Files

Matthias 9ec148a075 docs(plans): add image pipeline gpu wasm webgl design

2026-04-04 14:14:40 +02:00

7.0 KiB

Raw Blame History

Image Pipeline GPU/WASM/WebGL Design

Goal

Migrate the current CPU pixel-loop image pipeline to an incremental hybrid backend (WebGL first, optional WASM kernels, guarded WebGPU experiments) without breaking the existing worker fallback and cancellation semantics.

Current Branch Context

This branch already reduced duplicate preview work (shared in-flight preview requests, preview coalescing, opt-in histogram behavior).
lib/image-pipeline/worker-client.ts is already the stable orchestration seam for worker-first execution with main-thread fallback.
lib/image-pipeline/preview-renderer.ts and lib/image-pipeline/bridge.ts currently depend on CPU ImageData mutation, so backend switching must preserve existing return contracts (ImageData for preview, encoded Blob for full render).

Codebase Mapping Findings

`lib/image-pipeline/render-core.ts`

Contains all effect kernels as CPU loops over Uint8ClampedArray (curves, color-adjust, light-adjust, detail-adjust).
applyPipelineStep is a strong integration seam: per-step dispatch already exists and can route by backend capability.
Abort checks are periodic and lightweight; migration must preserve AbortError behavior.

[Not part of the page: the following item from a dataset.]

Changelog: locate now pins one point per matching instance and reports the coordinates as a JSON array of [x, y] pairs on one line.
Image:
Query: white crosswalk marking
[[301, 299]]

`lib/image-pipeline/preview-renderer.ts`

Flow today: decode source bitmap -> draw 2D canvas -> getImageData -> apply step loops -> optional histogram.
This file owns preview sizing and output shape; it should remain the public API while delegating kernel execution to a backend adapter.
The yield loop (requestAnimationFrame/setTimeout) is CPU-friendly but should become backend-aware (GPU path should avoid unnecessary per-step yielding).

`lib/image-pipeline/worker-client.ts`

Central execution coordinator with worker transport, request dedupe, cancel fan-out, and main-thread fallback.
Best place to inject backend telemetry and backend selection hints (for rollout and safety).
Existing fallback logic (worker unavailable -> main thread) maps directly to backend fallback ladder and kill-switch controls.

Architecture Choice

Adopt a Backend Adapter + Capability Router architecture:

Keep existing preview/full public APIs and message formats stable.
Introduce an internal backend interface for step execution and pixel transport.
Select backend at runtime by capability + feature flag + step support matrix.
Preserve CPU backend as correctness source and terminal fallback.

Integration Seam

New seam: executePipelineSteps() in a backend-router module called by both preview-renderer.ts and bridge.ts.
render-core.ts becomes the CPU backend implementation instead of the global default path.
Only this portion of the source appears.